People email me, and I am always thankful when they do. I like the fact that the English language still matters to them. They ask if I noticed “straightened” when “straitened” was needed on yesterday’s page six? Or “pour over text” where “pore over” should have been? Or that a report in the sports section wanders in and out of past and present tense?

Invariably, these people are right. Mistakes shouldn’t happen. It is an embarrassment to a newspaper.

I can tell you why mistakes are printed – there are no longer readers departments. Not just at The Courier, but any newspaper in the world. Every printed word used to be properly scrutinised. Every advert, caption, punctuation mark, headline, and folio.

You might think you can read, but can you read like a gimlet-eyed professional?

In an attempt to prove the point, I’ll test you. Can you say if the page number on the page previous to this was correct? Did you look at that number? An old-fashioned reader would have done so. They’d have checked all the pages as they went through the paper.

It was second nature. Everything was checked, even page “furniture”. Things like my by-line, or the spelling of Saturday in the folio. Nothing was assumed. They’d probably mark as incorrect the lower-case o at “oh my word!”, which I must admit I don’t like myself.

They read in two ways. They’d consider flow, narrative, and story-telling. But also the spelling of words, their precise meaning, the sentence structure, and punctuation.
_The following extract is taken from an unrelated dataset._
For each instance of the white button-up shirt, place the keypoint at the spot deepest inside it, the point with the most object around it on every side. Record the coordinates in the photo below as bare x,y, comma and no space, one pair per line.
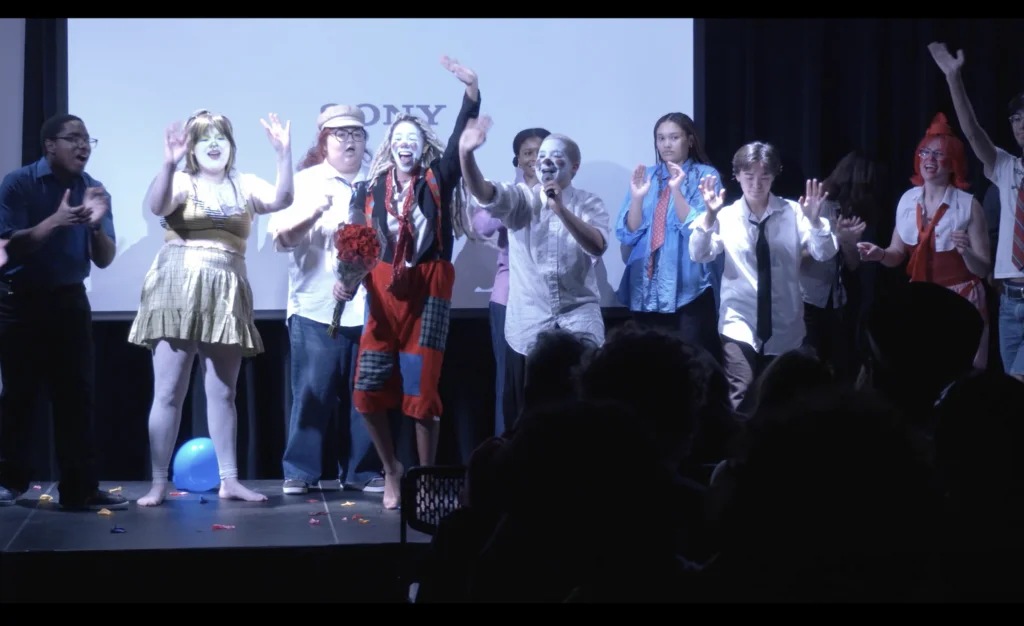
735,234
312,261
1008,174
552,280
It is quite a discipline to keep so many things in the forefront of the mind. An ordinary reader might pick up a misplaced comma but not notice a slightly contradictory statement. Or question plausibility, but assume a place name like Charlottetown (Fife), Guynd (Angus), or Moneydie (Perthshire) was spelled correctly. A pro reader would check.

The readers department is long gone. There is no place for such a thing in modern newspaper production. All belts have been tightened thanks to the beast that technology unleashed upon us, the internet. I’d like to take the internet back to the shop and say: sorry, didn’t like it. I want my money back.
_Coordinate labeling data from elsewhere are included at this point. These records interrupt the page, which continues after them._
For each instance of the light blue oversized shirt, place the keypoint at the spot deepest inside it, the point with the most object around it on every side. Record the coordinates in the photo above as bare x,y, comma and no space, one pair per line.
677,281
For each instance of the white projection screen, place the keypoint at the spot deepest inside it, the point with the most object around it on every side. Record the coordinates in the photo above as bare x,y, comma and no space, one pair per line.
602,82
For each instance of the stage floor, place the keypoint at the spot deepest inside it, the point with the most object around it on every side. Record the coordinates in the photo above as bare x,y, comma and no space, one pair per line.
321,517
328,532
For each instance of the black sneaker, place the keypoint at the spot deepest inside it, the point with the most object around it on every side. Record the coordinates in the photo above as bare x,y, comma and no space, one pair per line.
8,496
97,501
However, Pandora’s Box is open. All the ills of the world are loose – a good proportion of them seem to end up in my email inbox.
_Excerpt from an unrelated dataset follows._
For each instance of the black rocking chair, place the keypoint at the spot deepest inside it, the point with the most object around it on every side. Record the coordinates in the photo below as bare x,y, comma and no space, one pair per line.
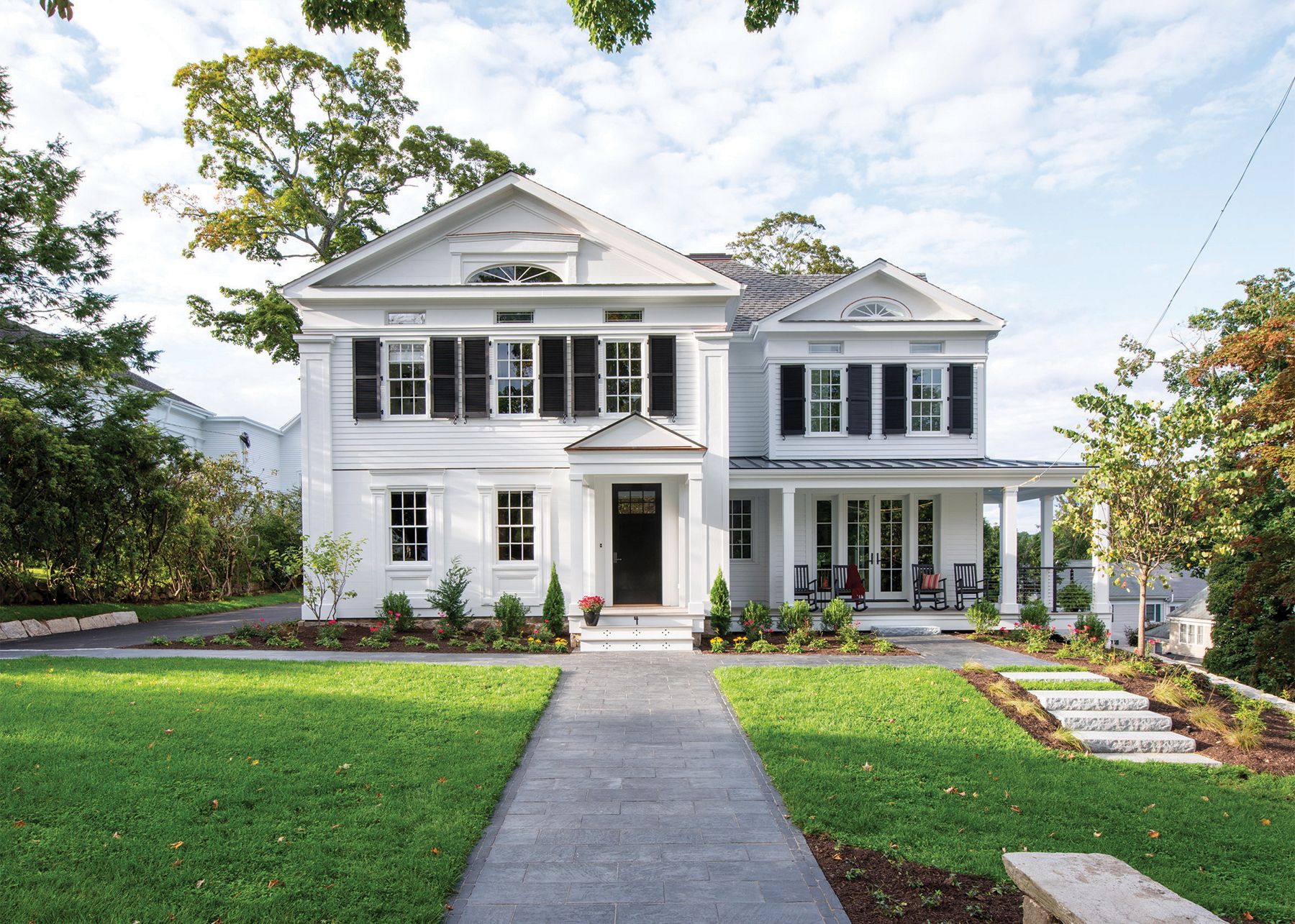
938,597
840,587
968,585
804,587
We’re stuck with the world as it is. A world which has its communication spellchecked by machines. A world where professionals who ensured things were done correctly are deemed “not needed”. They called this progress.

We have endless tech gadgetry, but can no longer tell that discrete and discreet are different.

 


 

Word of the week

Sequacious (adjective)

Lacking independence or originality of thought. EG: “A sequacious chap who swallows the mantra that everything digital is good, while all the old ways are bad.”